Дети в отделении, стоя у окон и глядя на снег, тоже грустили. Стояли нахохленными воробушками… Никогда ещё, за весь месяц, в нашем отделении не было так печально-тихо, как в эти минуты первого снега…

И тогда нам с Ксюшей (одновременно, как это часто у нас с ней бывает) пришла в голову отличная мысль:

– Антоша, надувай ВСЕ-ВСЕ шарики!

…А потом мы шли с Ксюшей по нашему длинному-предлинному коридору, с двумя связками разноцветных шаров, и каждому встречному вручали по шарику: “Поздравляем с Первым Снегом!”

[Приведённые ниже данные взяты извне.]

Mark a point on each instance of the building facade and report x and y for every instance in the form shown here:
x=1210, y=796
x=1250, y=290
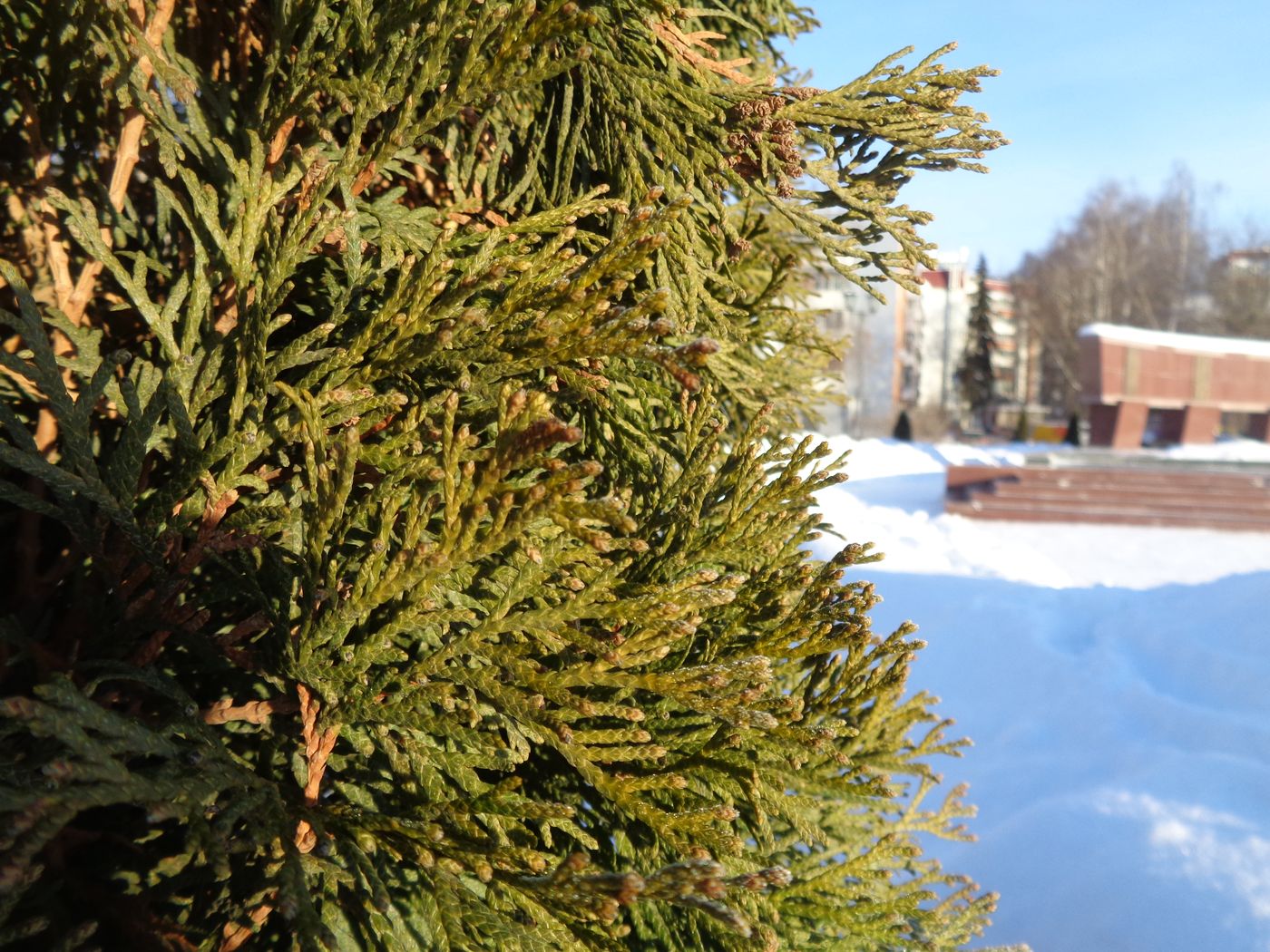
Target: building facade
x=904, y=353
x=1147, y=387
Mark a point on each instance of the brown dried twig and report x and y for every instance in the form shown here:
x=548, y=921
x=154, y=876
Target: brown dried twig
x=126, y=155
x=253, y=711
x=681, y=46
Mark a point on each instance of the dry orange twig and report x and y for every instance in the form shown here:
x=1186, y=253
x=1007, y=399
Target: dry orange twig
x=681, y=46
x=318, y=748
x=253, y=711
x=126, y=155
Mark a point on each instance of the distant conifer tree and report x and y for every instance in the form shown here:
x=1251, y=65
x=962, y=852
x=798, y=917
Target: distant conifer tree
x=975, y=376
x=402, y=543
x=1073, y=431
x=904, y=427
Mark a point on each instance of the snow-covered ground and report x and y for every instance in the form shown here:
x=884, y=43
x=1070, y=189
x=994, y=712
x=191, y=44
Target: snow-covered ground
x=1117, y=685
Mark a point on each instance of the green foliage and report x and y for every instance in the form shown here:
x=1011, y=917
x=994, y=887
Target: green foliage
x=405, y=548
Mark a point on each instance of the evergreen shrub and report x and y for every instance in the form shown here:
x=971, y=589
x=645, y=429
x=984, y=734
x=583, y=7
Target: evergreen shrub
x=403, y=543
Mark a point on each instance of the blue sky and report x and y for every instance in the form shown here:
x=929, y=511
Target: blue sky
x=1088, y=92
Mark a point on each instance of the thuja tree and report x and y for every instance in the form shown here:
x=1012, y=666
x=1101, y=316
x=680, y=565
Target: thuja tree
x=402, y=543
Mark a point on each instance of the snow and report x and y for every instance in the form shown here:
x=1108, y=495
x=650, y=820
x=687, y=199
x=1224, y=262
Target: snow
x=1117, y=685
x=1193, y=343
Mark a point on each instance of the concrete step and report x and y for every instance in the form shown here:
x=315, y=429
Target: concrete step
x=1197, y=520
x=1236, y=501
x=1244, y=501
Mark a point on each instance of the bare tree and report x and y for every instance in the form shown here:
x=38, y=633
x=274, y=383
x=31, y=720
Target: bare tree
x=1126, y=259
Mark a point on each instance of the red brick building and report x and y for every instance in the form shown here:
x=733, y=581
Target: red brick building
x=1155, y=386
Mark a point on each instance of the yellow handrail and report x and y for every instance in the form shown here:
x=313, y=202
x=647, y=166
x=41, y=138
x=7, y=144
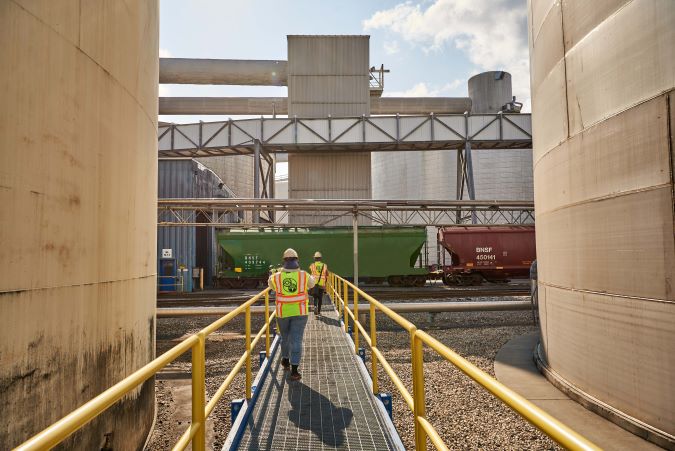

Милые наши мальчишки, милая Клавочка (единственная, кроме Ксюши, девочка в нашем коридоре), все уже хорошо знакомые, почти родные, о, как они радовались! “А можно мне голубой?” “А мне – красный!” “Мне – жёлтый, пожалуйста!”

Ну, тут такое веселье началось!… Смех, беготня… Во всех палатах и по всему коридору летали голубые, красные, зелёные, жёлтые шарики… И носились с визгом раскрасневшиеся мальчишки… И девочка с пшеничной косой и васильковыми глазами… И никто не загонял детей в палаты (весь медперсонал отделения ко всеобщей радости куда-то испарился).

Андрюше Набокову мы тоже отнесли голубой шарик. И он тоже радовался.

А ещё каждому мальчику подарили маленького пластмассового барашка, кому беленького, кому чёрненького. И Клавочке, конечно.

Потом Антон засобирался домой, и мы пошли его провожать. Он завтра едет в Сергиев Посад, в Лавру, он там помолится за нас.

Мы вышли уже в новое время года! И стали швыряться друг в друга снежками… Опять светило солнышко, и вокруг было та-а-ак красиво!… Здесь, в больничном дворе, в чумном карантине, после дифтерии, мы бросались первым нежным снежком и радовались жизни – как можно радоваться жизни только в больничном дворе, в чумном карантине, после дифтерии…

Мы попрощались, помахали Антончику, он устремился к воротам, охраняемым пятнистыми омоновцами с дубинками и автоматами, улетал своей стремительной походкой и всё оглядывался и махал нам…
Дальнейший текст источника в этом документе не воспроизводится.